Mimi Sheraton at NYU

When Mimi Sheraton entered NYU in 1943, the student body was much reduced in enrollment thanks to the draft and women outnumbered men, a reversal of the prewar norm.

Because her father knew a Jewish woman who was making $125 a week as a copywriter and even had her own secretary, Sheraton enrolled in the School of Commerce, Accounts and Finance, the forerunner of the prestigious Stern School of Business, which back then, Sheraton writes, offered “crap” courses in copywriting, typography, layout, marketing, media and research, along with survey courses in the liberal arts. She majored in marketing and minored in journalism. Since most of her teachers were working professionals, classes generally ended at 1 PM allowing her spend her afternoon exploring the Village which would become her lifelong home. She and her friends took liberal arts elective courses in the afternoon and evening to justify staying late in the city. In her freshman year she continued working part-time at the cosmetics counter at A&S and, through the university, conducting surveys for marketing research firms, which she frequently faked.

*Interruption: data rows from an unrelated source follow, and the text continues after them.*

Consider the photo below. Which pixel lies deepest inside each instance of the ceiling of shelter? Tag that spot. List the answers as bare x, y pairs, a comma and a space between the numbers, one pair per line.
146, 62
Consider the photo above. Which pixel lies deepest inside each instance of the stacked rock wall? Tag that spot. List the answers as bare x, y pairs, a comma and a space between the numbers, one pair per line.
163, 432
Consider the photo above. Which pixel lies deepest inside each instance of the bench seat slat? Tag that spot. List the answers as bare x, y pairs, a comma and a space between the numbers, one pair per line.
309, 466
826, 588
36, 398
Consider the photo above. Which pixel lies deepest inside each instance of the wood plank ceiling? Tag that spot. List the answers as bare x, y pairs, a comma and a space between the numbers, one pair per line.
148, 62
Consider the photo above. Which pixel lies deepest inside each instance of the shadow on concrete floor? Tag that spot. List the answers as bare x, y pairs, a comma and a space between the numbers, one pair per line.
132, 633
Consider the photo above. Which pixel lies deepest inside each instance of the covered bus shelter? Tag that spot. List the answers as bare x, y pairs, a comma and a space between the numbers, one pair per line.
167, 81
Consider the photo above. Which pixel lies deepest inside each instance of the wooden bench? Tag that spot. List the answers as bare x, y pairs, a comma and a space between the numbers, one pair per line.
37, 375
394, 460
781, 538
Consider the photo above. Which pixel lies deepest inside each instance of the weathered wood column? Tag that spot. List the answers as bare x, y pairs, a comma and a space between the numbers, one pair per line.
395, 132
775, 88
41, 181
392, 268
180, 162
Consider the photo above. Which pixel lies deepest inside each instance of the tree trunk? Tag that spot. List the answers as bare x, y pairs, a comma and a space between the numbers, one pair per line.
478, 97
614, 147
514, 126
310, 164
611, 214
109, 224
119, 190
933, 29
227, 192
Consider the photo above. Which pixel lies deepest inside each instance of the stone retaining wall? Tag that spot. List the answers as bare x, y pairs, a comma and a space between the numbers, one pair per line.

In her sophomore year she hung out with a campus big shot, Irv Hochberg, who took her to restaurants and nightclubs.

Sheraton eloped in the summer of 1945, after her sophomore year. In 1946 she was a married woman completing her NYU education at night and working as an advertising copywriter while her husband, a returning veteran, studied at Long Island University in downtown Brooklyn under the GI Bill. Her parents continued to pay her tuition.